En 2017, il a obtenu son doctorat en médias et communications à l'École des arts et de la communication de l'Université de Malmö, où il était membre de Living Archives, un projet de recherche financé par le Conseil suédois de la recherche.

Entre 2020 et 2023, Smolicki poursuit un postdoctorat international financé par le Conseil suédois de la recherche. Situé à l'Université de Linköping en Suède, à l'Université Simon Fraser à Vancouver, au Canada, et à Harvard, aux États-Unis, sa recherche explore l'histoire et les perspectives de l'enregistrement sur le terrain et des pratiques de marche sonore du point de vue des arts, des humanités environnementales et de la philosophie de la technologie.

En 2022/2023, il est chercheur invité Fulbright à Harvard.

Il est également chercheur associé à l'Informatics and Media Hub for Digital Existence à l'université d'Uppsala.
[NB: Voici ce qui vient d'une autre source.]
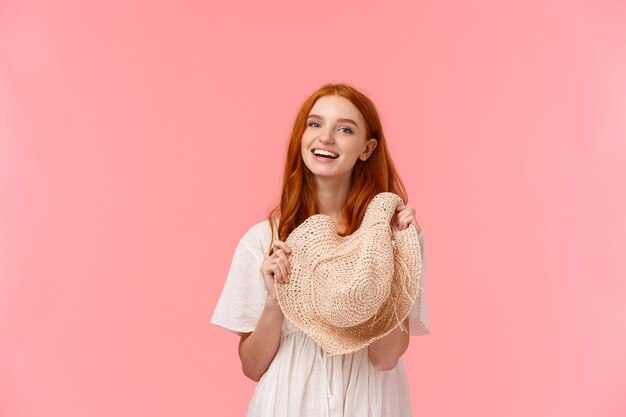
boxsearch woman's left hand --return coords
[396,206,420,233]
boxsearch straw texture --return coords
[274,192,422,355]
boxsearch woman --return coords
[211,84,429,417]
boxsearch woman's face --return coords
[301,95,377,177]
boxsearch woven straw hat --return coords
[274,192,422,355]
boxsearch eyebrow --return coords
[307,114,359,128]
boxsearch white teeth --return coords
[313,149,339,158]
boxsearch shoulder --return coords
[239,219,272,258]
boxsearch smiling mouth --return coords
[311,149,339,159]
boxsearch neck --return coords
[315,172,351,225]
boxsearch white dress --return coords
[211,219,430,417]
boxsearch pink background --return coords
[0,0,626,417]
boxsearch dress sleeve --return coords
[409,233,430,336]
[211,240,267,335]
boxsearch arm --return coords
[367,317,409,371]
[239,296,285,382]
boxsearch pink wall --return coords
[0,0,626,417]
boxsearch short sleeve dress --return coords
[211,219,430,417]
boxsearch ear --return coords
[359,138,378,161]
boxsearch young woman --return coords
[211,84,429,417]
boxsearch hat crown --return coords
[274,192,422,354]
[310,193,401,327]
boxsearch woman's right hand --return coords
[261,240,291,298]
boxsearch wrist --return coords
[265,294,282,312]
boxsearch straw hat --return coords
[274,192,422,355]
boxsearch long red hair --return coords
[268,83,408,254]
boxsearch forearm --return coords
[368,318,409,371]
[239,297,285,381]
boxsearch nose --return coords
[319,127,335,143]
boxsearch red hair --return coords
[268,84,408,254]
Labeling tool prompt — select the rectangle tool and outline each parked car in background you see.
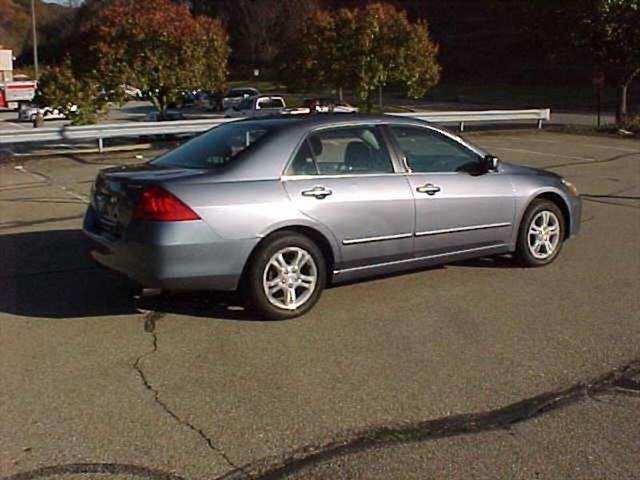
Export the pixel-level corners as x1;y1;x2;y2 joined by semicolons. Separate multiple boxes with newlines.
224;95;287;118
18;105;78;122
302;97;358;113
120;83;142;100
144;110;185;122
84;114;581;319
222;88;260;110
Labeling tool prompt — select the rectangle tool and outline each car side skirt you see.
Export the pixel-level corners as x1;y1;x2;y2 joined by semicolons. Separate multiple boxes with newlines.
332;243;513;284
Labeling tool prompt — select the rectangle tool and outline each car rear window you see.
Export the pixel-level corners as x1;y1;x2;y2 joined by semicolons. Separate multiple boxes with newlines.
151;121;278;169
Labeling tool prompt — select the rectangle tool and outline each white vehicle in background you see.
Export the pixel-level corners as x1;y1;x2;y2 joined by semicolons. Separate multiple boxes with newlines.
302;97;358;113
18;105;78;122
224;95;287;118
120;83;142;100
222;88;260;110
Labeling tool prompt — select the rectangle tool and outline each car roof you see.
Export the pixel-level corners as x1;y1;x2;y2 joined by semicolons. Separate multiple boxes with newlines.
230;113;434;130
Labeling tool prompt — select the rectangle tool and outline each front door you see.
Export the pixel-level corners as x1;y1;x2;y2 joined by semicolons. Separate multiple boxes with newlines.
284;125;415;269
384;125;515;257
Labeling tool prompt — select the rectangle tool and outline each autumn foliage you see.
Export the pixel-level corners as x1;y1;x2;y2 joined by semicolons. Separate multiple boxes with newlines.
84;0;229;115
283;3;440;109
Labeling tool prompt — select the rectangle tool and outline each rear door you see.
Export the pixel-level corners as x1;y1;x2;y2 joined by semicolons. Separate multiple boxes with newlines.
283;125;415;269
390;125;515;257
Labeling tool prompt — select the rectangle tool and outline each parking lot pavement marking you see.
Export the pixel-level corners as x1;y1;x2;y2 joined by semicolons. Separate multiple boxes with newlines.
484;146;597;162
480;136;640;153
13;165;89;204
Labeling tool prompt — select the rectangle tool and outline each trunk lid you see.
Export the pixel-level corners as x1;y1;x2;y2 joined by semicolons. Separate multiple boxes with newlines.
91;163;204;236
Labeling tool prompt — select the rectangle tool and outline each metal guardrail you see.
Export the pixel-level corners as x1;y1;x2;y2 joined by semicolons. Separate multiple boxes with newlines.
0;109;551;152
391;108;551;132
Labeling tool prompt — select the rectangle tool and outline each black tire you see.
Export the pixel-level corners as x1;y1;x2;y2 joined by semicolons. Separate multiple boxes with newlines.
515;198;565;267
241;231;327;320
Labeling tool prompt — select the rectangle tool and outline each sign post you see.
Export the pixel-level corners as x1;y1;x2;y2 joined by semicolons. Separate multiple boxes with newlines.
592;72;605;128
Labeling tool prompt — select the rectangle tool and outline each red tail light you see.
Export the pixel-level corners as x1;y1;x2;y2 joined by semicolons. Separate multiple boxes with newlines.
133;186;200;222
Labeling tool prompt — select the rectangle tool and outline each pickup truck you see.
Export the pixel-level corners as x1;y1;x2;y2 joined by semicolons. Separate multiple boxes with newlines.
224;95;287;118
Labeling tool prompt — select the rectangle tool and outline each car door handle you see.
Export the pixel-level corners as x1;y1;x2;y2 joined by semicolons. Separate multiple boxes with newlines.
301;185;333;200
416;183;440;195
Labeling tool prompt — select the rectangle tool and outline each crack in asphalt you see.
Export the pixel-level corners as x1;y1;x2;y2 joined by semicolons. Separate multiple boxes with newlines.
217;360;640;480
0;463;185;480
133;311;245;478
544;150;640;170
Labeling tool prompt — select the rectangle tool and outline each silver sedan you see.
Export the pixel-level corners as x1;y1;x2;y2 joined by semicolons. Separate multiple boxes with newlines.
84;114;581;319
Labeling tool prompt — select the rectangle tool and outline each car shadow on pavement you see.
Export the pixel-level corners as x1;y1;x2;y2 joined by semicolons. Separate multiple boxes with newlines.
0;229;517;321
0;230;137;319
0;229;252;320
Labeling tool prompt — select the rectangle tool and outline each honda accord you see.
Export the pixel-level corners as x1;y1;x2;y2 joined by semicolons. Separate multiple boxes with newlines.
84;114;581;319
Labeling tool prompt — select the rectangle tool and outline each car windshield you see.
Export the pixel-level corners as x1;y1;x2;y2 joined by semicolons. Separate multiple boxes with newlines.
151;121;277;169
227;88;257;97
238;97;253;110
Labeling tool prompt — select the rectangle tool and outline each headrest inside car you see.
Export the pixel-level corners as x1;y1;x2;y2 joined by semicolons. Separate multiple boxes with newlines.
309;135;322;157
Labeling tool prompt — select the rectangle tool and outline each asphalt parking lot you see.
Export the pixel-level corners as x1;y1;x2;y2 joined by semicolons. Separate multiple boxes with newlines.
0;130;640;480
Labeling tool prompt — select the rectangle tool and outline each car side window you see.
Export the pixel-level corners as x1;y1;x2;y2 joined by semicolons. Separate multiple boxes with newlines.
287;126;393;175
391;125;481;173
287;138;318;175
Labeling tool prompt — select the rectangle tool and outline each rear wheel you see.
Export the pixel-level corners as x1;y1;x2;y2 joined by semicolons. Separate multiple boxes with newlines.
243;232;326;320
516;199;564;267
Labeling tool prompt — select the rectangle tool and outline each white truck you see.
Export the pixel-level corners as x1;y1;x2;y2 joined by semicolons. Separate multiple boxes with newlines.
224;95;287;118
0;48;37;110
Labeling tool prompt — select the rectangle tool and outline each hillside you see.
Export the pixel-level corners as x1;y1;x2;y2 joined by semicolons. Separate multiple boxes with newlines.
0;0;72;57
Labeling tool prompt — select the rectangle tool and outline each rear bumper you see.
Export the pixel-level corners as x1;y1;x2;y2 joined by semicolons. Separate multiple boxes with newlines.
83;207;259;290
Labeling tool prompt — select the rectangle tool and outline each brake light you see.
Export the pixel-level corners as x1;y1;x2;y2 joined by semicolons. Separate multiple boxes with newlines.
133;185;200;222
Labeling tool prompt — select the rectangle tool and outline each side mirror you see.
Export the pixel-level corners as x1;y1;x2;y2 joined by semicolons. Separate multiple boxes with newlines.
482;155;500;172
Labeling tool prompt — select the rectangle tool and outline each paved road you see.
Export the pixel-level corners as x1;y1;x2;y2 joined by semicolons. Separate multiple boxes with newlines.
0;130;640;480
0;102;615;133
0;101;225;130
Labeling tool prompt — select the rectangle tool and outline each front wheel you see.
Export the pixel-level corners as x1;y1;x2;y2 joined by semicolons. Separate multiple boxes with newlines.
516;199;564;267
243;232;326;320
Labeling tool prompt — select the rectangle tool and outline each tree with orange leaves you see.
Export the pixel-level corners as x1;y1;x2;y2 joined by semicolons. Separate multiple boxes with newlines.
85;0;229;118
283;3;440;109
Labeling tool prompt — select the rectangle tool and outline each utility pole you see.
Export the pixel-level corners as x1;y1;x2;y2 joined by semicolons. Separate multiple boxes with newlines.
31;0;39;80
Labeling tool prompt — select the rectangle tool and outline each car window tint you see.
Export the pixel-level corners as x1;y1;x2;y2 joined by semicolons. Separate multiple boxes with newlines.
238;97;253;110
391;126;480;173
300;127;393;175
156;122;272;168
287;139;318;175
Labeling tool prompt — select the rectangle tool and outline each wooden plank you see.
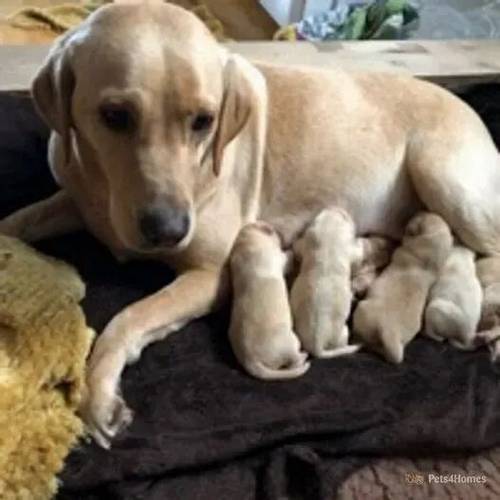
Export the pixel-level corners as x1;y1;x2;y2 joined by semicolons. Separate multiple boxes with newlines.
0;40;500;91
229;40;500;85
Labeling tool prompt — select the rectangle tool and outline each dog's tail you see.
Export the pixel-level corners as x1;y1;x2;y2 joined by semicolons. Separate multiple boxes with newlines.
246;361;311;380
315;344;361;359
425;299;472;349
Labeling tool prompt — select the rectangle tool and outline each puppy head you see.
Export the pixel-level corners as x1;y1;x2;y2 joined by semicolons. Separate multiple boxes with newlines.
294;207;355;258
33;2;258;252
231;222;287;271
403;212;453;269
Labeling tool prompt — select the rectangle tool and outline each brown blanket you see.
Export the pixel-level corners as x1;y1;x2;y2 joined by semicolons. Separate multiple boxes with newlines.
0;87;500;500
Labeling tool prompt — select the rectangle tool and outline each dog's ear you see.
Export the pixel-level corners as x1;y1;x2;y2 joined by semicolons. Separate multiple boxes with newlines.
213;56;255;176
31;33;75;164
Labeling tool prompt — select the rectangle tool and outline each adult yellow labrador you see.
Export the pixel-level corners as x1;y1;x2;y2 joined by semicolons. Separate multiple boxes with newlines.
0;2;500;446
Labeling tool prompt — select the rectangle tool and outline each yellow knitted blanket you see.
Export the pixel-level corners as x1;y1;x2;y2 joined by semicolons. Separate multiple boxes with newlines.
7;0;226;41
0;236;94;500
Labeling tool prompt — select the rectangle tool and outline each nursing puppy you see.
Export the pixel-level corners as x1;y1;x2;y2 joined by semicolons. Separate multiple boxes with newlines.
290;207;359;358
425;245;483;350
476;257;500;361
353;213;453;363
229;223;310;380
351;236;394;299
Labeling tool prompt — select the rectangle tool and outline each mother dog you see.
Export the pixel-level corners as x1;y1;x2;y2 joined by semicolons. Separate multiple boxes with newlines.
0;2;500;446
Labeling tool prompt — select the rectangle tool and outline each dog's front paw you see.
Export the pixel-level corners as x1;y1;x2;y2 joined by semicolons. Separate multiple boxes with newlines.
80;387;134;449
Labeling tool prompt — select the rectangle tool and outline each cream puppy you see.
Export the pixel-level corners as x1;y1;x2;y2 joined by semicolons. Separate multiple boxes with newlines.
229;222;310;380
476;257;500;361
424;245;483;350
290;207;359;358
353;213;453;363
476;257;500;331
351;236;394;299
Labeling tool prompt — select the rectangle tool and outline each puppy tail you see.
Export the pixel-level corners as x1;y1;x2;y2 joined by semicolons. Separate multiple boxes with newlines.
317;344;361;359
425;299;471;347
246;361;311;380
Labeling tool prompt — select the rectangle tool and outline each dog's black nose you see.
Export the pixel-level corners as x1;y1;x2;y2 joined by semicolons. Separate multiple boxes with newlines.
139;207;189;247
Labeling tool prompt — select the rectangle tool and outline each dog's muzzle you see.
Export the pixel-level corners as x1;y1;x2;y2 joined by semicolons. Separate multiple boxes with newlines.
139;205;190;247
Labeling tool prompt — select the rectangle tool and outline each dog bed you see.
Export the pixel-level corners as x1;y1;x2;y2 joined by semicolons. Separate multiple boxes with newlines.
0;90;500;500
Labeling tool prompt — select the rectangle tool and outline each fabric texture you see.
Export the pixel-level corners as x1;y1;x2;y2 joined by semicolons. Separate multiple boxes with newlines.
0;235;94;500
0;85;500;500
7;0;227;41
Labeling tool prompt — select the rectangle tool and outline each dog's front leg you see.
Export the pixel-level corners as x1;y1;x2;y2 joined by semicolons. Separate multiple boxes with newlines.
81;269;227;448
0;190;83;242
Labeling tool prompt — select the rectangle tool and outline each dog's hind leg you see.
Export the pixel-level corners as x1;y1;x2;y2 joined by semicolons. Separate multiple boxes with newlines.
407;116;500;257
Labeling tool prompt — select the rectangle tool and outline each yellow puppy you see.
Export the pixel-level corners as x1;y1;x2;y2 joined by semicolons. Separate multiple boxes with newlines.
476;257;500;361
353;213;453;363
290;207;359;358
425;245;483;350
351;236;394;298
229;223;309;380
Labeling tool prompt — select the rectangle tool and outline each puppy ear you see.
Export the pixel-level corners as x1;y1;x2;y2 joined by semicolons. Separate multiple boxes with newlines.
213;56;254;176
31;33;75;164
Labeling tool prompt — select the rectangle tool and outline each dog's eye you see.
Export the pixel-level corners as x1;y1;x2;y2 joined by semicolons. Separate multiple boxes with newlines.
99;104;134;132
191;113;214;132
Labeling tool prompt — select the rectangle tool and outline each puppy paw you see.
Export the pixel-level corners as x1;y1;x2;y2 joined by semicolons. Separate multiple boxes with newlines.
80;384;134;449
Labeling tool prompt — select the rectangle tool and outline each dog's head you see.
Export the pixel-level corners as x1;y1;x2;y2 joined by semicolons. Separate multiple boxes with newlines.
33;2;255;252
Depuis janvier 2020, il est membre de BioMe, un projet de recherche qui étudie les implications éthiques des technologies de l'IA dans les domaines de la vie quotidienne. Smolicki explore les cultures de capture sonore et l'impact des technologies de l'IA sur les voix humaines et autres que humaines.

Il est cofondateur du Walking Festival of Sound, un événement transdisciplinaire et nomade qui explore le rôle critique et réflexif de la marche et de l'écoute de notre environnement quotidien.

Depuis 2008, Smolicki travaille sur le projet On-Going, une expérimentation systématique de diverses techniques et technologies d'enregistrement conduisant à une para-archive à multiples facettes de la vie quotidienne, de la culture et de l'environnement contemporains. Le projet On-Going comprend Minuting, un enregistrement de paysages sonores publics réalisé quotidiennement depuis juillet 2010, pour lequel il a reçu le prix principal lors de la conférence de la Society for Artistic Research en 2022.